Syntrophobacter wolinii

Scientific classification
- Domain: Bacteria
- Kingdom: Pseudomonadati
- Phylum: Thermodesulfobacteriota
- Class: Deltaproteobacteria
- Order: Syntrophobacterales
- Family: Syntrophobacteraceae
- Genus: Syntrophobacter
- Species: S. wolinii
- Binomial name: Syntrophobacter wolinii Boone & Bryant, 1980

= Syntrophobacter wolinii =

- Genus: Syntrophobacter
- Species: wolinii
- Authority: Boone & Bryant, 1980

Species of bacterium

Syntrophobacter wolinii is a non-motile, gram-negative and rod-shaped species of bacteria that was originally isolated from a wastewater digester. This species is able to perform propionate degradation and sulfate reduction. S. wolinii can be grown in co-culture or pure culture. 16s rRNA analysis shows its close relation to other sulfate reducers.

==Metabolism==
Propionate is an intermediate in the process of methane production in sewage digesters, the main environment in which this species has been isolated from. S. wolinii degrades propionate via the methylmalonyl-CoA pathway, resulting in the production of acetate, CO_{2} and H_{2}. This process is energetically favorable only under low partial pressure of H_{2} gas, specifically below 10^{−5} atm. At high partial pressures of oxygen, the reaction is endergonic (ΔG° = +76.0 kJ). When H_{2} partial pressures are constrained by methanogenesis or sulfate-reduction, the reaction is exergonic (ΔG° = - 26.5 kJ). S. wolinii can use additional substrates such as pyruvate and fumarate in place of propionate. Reduction of sulfate to sulfite and methylation of Hg(II) have also been observed by the bacterium.

==Cultures==
Syntrophobacter wolinii has been repeatedly grown in co-culture with sulfate-reducing Desulfovibrio sp. and methanogen Methanospirillum hungateii.
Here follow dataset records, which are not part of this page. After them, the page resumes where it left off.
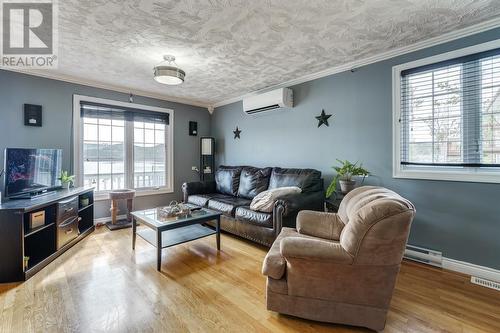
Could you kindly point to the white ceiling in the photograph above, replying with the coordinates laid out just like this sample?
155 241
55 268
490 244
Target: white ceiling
229 48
Isolation in pure culture has been successful with propionate and sulfate together or pyruvate alone. S. wolinii optimum growth occurs when kept near neutral pH, yet has been observed to tolerate a pH of 6.1. Growth of this microbe appears to be sensitive to salinity, and is stunted at NaCl concentrations of 86 mM.

==Phylogeny==
16s rRNA analysis indicates that S. wolinii is closely related to Desulfomonile tiedjei and Desulfoarculus baarsi. All three of these microbes can perform sulfate reduction.